The competition featured top universities like Carnegie Mellon, Columbia, and Purdue. Did you get a chance to interact with these teams?

Direct interaction with other teams during the competition was limited, as most participants were focused on developing their solutions internally to maintain a competitive edge. However, we did have a brief opportunity to engage with the other finalists during the summit event at the finals, where each team presented their approach. It was insightful to see the diverse strategies and perspectives brought by teams from such prestigious institutions.

CTU and Portugal’s NOVA University were the only European universities among mostly U.S. competitors. Why do you think that is?

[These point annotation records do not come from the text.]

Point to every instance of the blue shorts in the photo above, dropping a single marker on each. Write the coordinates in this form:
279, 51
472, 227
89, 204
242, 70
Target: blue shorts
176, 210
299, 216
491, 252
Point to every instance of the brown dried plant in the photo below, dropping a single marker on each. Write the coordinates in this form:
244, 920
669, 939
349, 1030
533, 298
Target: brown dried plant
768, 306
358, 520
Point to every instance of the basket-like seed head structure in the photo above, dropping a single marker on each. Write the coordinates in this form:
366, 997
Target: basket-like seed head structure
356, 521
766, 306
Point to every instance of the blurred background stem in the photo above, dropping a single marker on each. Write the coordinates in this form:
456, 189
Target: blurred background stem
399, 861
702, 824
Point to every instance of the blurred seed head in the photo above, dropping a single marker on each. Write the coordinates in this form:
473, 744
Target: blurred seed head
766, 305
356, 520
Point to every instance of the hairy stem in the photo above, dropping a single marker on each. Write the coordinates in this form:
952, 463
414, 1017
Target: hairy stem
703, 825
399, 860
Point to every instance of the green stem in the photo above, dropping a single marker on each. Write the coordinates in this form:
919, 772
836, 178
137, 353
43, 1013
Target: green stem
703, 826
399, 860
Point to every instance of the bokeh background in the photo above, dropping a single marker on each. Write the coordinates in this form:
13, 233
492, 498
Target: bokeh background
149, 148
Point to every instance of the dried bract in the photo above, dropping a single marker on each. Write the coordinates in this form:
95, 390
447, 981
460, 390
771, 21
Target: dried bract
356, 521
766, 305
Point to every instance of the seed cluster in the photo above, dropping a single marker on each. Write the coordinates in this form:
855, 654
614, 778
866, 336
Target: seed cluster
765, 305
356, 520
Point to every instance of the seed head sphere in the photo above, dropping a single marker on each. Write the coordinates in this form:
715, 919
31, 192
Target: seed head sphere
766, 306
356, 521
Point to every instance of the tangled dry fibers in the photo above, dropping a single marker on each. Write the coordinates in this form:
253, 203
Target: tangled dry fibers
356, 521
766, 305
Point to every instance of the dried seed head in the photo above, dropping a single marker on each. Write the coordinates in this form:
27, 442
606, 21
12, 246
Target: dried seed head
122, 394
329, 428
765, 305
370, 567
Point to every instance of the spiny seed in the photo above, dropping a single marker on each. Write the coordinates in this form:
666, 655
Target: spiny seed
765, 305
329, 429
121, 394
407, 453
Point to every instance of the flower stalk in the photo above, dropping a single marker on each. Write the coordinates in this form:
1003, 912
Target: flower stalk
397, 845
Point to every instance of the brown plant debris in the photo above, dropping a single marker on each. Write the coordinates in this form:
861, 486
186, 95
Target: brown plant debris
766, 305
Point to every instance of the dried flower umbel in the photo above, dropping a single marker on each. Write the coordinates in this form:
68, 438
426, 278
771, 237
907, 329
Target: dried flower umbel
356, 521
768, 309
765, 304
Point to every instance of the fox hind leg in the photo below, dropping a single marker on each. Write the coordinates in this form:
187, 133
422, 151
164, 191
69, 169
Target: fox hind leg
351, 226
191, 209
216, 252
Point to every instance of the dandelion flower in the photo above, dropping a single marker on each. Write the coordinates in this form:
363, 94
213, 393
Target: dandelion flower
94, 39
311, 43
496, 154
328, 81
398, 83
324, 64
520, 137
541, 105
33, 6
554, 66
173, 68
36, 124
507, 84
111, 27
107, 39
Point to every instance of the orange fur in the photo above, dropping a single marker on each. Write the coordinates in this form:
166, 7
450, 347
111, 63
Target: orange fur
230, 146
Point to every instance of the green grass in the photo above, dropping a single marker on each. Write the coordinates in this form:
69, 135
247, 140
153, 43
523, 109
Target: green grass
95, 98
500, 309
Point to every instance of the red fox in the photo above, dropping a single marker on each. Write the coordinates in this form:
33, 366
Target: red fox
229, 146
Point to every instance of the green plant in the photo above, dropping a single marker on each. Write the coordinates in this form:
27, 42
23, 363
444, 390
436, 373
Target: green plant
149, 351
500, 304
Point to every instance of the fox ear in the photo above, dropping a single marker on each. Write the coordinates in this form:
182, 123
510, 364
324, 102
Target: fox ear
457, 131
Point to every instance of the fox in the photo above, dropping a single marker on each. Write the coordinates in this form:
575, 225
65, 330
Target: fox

The competition is designed in a way to attract strong research teams with advanced solutions, and many of the world’s top-ranked universities are based in the U.S., which naturally leads to stronger representation from American institutions. Additionally, the challenge focuses on a very specific research area. Not many research groups globally are actively working at the intersection of cybersecurity and large language models, which may explain the limited participation from European universities.

Photo: Amazon

You entered the finals from the top spot but finished second. What changed between the two rounds? What do you think the winning team from the University of Illinois Urbana-Champaign did differently?

Unlike the earlier rounds, the finals included an additional evaluation involving human judges, which made the assessment more robust and helped address the limitations of automated evaluation methods used throughout the tournament. While we continued improving our model for the finals, it’s possible that the University of Illinois Urbana-Champaign team made even more significant enhancements or presented a particularly compelling strategy. Since the detailed evaluation scores haven’t been released yet, it’s difficult to pinpoint exactly where their model outperformed ours.

Looking ahead, do you plan to participate in future editions of the Amazon AI Challenge? What would you want to do differently next time?

If the scope of a future challenge aligns with our ongoing research, we might consider participating again. Next time, we would aim to explore even more creative and innovative approaches to the problem. Since we are continuously working on LLM agents and their applications for various cybersecurity use cases, we welcome opportunities like this to push our work further and share it with the broader research community.